I turned to see him – he was large and angry. In order to prevent further violence, I was forced to sit on him.
‘Get the fuck off me. I’ll fucking kill you,’ he said.
On that basis, it seemed illogical to grant his request. At that point another man arrived and tried to drag me off. Concerned that Thug Number One would carry out his threat, I had no choice but to disable Thug Number Two as well. No one was seriously hurt, but it was a very awkward social situation, and I could feel my mind shutting down.
Fortunately, Rosie arrived.
Jacket Man said, apparently in surprise, ‘Rosie!’
Obviously he knew her.

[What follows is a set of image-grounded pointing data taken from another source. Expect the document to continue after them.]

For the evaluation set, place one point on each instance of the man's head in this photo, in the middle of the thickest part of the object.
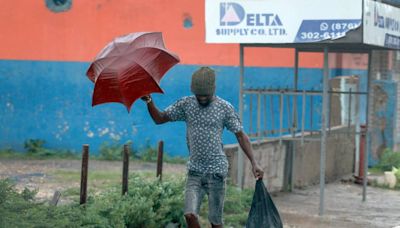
(203, 85)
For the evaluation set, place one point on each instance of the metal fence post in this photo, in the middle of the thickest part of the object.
(84, 174)
(160, 159)
(125, 169)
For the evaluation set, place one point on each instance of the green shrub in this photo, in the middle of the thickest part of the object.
(388, 160)
(149, 203)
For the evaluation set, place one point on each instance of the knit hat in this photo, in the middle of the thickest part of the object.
(203, 81)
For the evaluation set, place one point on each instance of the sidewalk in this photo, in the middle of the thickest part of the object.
(343, 207)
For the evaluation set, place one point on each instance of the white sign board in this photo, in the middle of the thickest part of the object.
(381, 24)
(280, 21)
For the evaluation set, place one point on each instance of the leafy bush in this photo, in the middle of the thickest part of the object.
(149, 203)
(388, 160)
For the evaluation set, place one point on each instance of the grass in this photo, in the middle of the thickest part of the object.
(236, 207)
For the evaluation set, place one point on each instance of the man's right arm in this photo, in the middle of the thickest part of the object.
(157, 116)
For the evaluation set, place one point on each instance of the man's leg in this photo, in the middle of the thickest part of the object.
(193, 197)
(216, 196)
(192, 221)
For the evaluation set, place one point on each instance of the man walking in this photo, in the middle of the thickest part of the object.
(206, 115)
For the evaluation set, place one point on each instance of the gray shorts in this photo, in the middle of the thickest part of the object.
(212, 184)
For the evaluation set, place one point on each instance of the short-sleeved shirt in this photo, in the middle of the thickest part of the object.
(204, 127)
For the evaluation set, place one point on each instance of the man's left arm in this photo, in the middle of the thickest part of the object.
(245, 144)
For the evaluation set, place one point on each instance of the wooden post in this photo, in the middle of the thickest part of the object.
(160, 158)
(125, 169)
(84, 173)
(55, 199)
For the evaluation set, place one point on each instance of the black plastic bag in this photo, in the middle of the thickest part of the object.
(263, 212)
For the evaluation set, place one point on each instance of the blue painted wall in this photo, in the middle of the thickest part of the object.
(52, 101)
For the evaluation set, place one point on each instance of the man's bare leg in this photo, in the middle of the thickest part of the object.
(192, 221)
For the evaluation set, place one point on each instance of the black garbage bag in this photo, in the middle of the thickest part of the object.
(263, 212)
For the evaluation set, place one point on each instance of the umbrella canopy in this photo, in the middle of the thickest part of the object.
(130, 67)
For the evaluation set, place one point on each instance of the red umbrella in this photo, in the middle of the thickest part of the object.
(130, 67)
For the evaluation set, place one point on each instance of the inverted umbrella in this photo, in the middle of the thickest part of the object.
(130, 67)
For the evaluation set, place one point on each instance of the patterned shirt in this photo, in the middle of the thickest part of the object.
(204, 127)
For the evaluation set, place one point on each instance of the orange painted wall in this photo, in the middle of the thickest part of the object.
(30, 31)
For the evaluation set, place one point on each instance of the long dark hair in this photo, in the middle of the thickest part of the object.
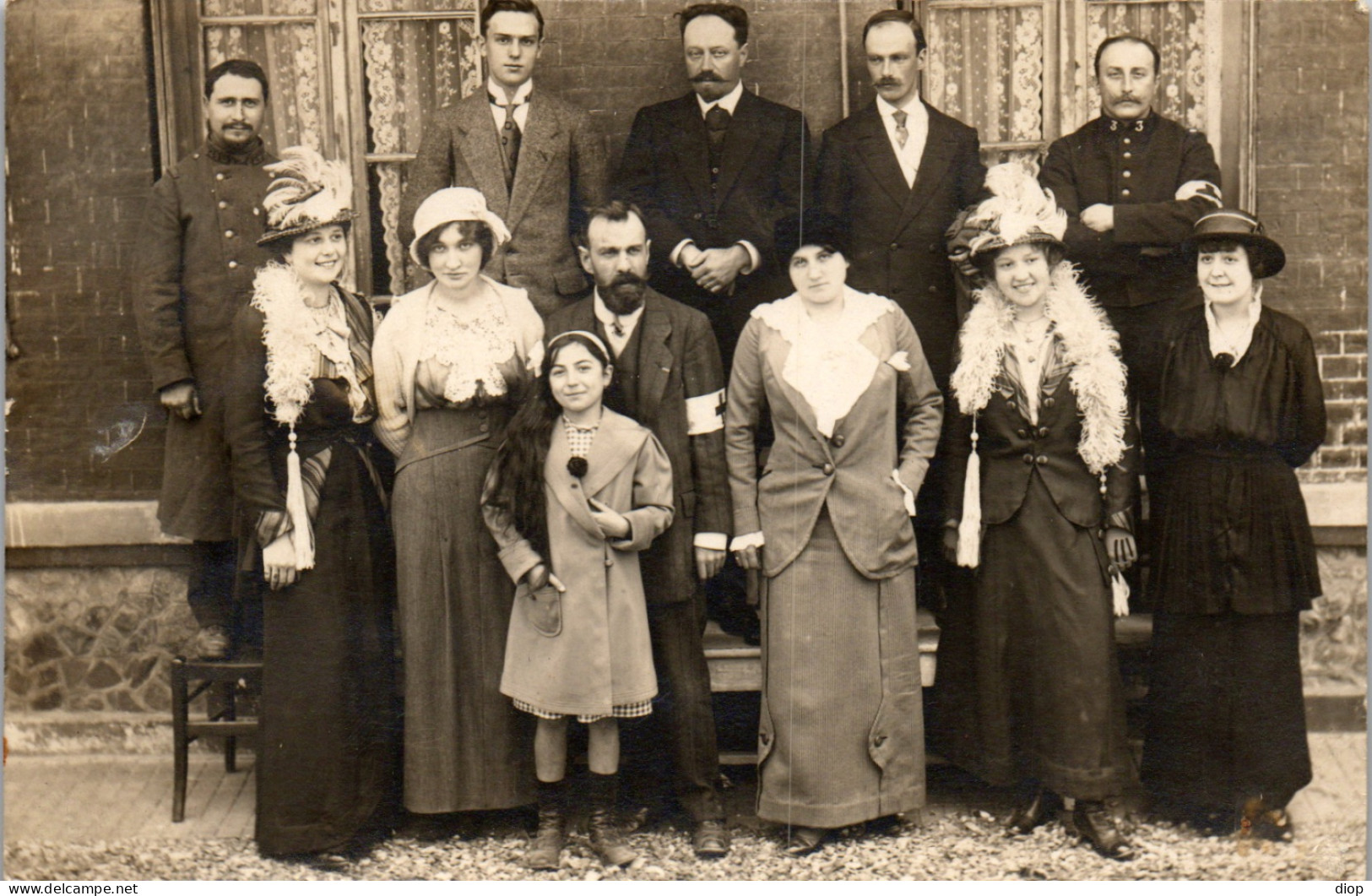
(519, 463)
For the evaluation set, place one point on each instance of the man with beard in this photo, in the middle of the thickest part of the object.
(193, 270)
(713, 171)
(669, 377)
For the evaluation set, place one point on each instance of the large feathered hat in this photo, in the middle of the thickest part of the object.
(307, 193)
(1018, 212)
(1233, 225)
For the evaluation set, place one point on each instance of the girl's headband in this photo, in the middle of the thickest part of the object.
(579, 333)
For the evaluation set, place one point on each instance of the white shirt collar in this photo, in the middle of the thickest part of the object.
(729, 102)
(608, 318)
(1218, 344)
(497, 91)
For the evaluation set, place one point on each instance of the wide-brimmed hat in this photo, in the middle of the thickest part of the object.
(306, 193)
(1227, 225)
(1018, 212)
(449, 204)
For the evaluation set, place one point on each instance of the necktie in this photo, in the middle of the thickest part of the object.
(509, 142)
(717, 125)
(902, 132)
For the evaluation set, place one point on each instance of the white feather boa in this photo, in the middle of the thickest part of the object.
(1090, 345)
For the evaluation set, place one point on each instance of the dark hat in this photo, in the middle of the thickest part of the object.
(814, 228)
(1227, 225)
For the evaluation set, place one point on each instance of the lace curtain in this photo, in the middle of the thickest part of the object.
(988, 65)
(290, 55)
(412, 69)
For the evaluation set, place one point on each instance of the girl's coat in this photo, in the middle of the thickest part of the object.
(601, 656)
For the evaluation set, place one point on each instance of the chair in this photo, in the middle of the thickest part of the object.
(190, 680)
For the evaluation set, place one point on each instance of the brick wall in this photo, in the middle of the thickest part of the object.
(79, 168)
(1312, 193)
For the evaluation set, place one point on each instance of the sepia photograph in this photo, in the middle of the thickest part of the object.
(663, 441)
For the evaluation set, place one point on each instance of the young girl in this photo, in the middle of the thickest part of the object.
(1031, 665)
(572, 497)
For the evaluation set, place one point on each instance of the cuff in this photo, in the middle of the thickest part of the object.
(908, 496)
(755, 258)
(676, 253)
(751, 540)
(711, 540)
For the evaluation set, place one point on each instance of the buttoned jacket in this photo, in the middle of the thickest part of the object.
(1136, 168)
(193, 269)
(560, 171)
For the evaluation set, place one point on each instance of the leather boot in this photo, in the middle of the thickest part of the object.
(545, 852)
(605, 837)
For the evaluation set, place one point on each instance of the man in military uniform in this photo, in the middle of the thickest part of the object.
(193, 270)
(1132, 184)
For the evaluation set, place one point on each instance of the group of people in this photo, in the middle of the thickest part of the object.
(533, 485)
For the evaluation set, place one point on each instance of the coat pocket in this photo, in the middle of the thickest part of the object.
(542, 610)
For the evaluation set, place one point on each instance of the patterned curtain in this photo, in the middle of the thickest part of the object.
(1178, 30)
(290, 55)
(985, 68)
(412, 68)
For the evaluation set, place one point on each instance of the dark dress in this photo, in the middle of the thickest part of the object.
(1028, 685)
(1235, 566)
(328, 738)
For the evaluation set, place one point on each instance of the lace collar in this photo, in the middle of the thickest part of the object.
(296, 336)
(827, 364)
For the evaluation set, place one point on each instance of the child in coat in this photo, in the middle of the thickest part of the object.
(574, 494)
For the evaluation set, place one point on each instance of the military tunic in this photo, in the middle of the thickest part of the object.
(193, 269)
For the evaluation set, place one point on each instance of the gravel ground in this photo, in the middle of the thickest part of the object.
(951, 844)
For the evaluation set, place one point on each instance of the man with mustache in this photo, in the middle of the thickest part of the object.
(1134, 184)
(669, 377)
(713, 171)
(535, 158)
(897, 173)
(193, 272)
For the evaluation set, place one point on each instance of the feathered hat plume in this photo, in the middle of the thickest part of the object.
(307, 193)
(1018, 212)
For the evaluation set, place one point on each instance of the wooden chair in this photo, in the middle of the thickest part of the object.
(190, 680)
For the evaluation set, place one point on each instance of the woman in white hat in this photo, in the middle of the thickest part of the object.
(453, 361)
(1043, 479)
(300, 413)
(1240, 408)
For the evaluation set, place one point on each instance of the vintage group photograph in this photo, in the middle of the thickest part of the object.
(653, 441)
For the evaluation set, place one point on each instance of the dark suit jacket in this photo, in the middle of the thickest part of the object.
(678, 360)
(560, 171)
(761, 182)
(1011, 449)
(1141, 261)
(897, 246)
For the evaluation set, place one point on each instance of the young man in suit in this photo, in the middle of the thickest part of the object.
(713, 171)
(1134, 184)
(535, 158)
(669, 377)
(897, 173)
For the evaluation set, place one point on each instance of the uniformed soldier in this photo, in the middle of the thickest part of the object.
(1132, 184)
(193, 272)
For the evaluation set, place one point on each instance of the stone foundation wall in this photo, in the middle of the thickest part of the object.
(99, 639)
(94, 638)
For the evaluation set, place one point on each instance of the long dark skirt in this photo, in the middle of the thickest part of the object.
(1028, 681)
(843, 736)
(328, 751)
(1225, 711)
(465, 746)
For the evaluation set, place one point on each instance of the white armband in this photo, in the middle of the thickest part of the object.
(908, 494)
(706, 413)
(751, 540)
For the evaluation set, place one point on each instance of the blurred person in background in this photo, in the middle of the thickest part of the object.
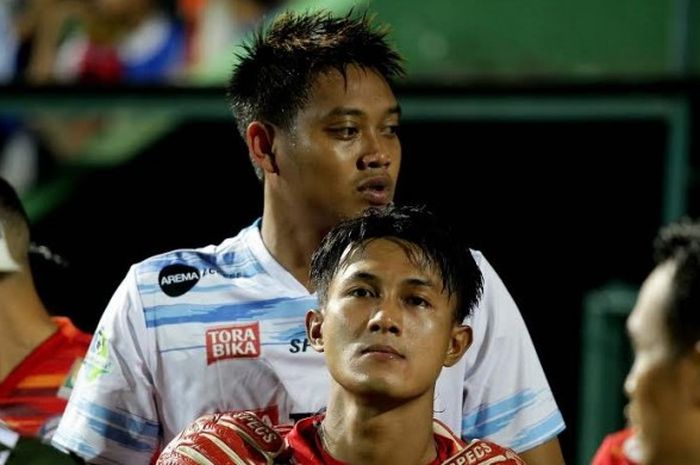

She looked from him to me and said, ‘Professor Tillman – Don – what’s going on?’
‘You’re late,’ I said. ‘We have a social problem.’
‘You know this man?’ said Jacket Man to Rosie.
‘What do you think, I guessed his name?’ Rosie sounded belligerent and I thought this might not be the best approach. Surely we should seek to apologise and leave. I was assuming we would not now be eating in the restaurant.
A small crowd had gathered and it occurred to me that another thug might arrive, so I needed to work out a way of freeing up a hand without releasing the original two thugs. In the process one poked the other in the eye, and their anger levels increased noticeably. Jacket Man added, ‘He assaulted Jason.’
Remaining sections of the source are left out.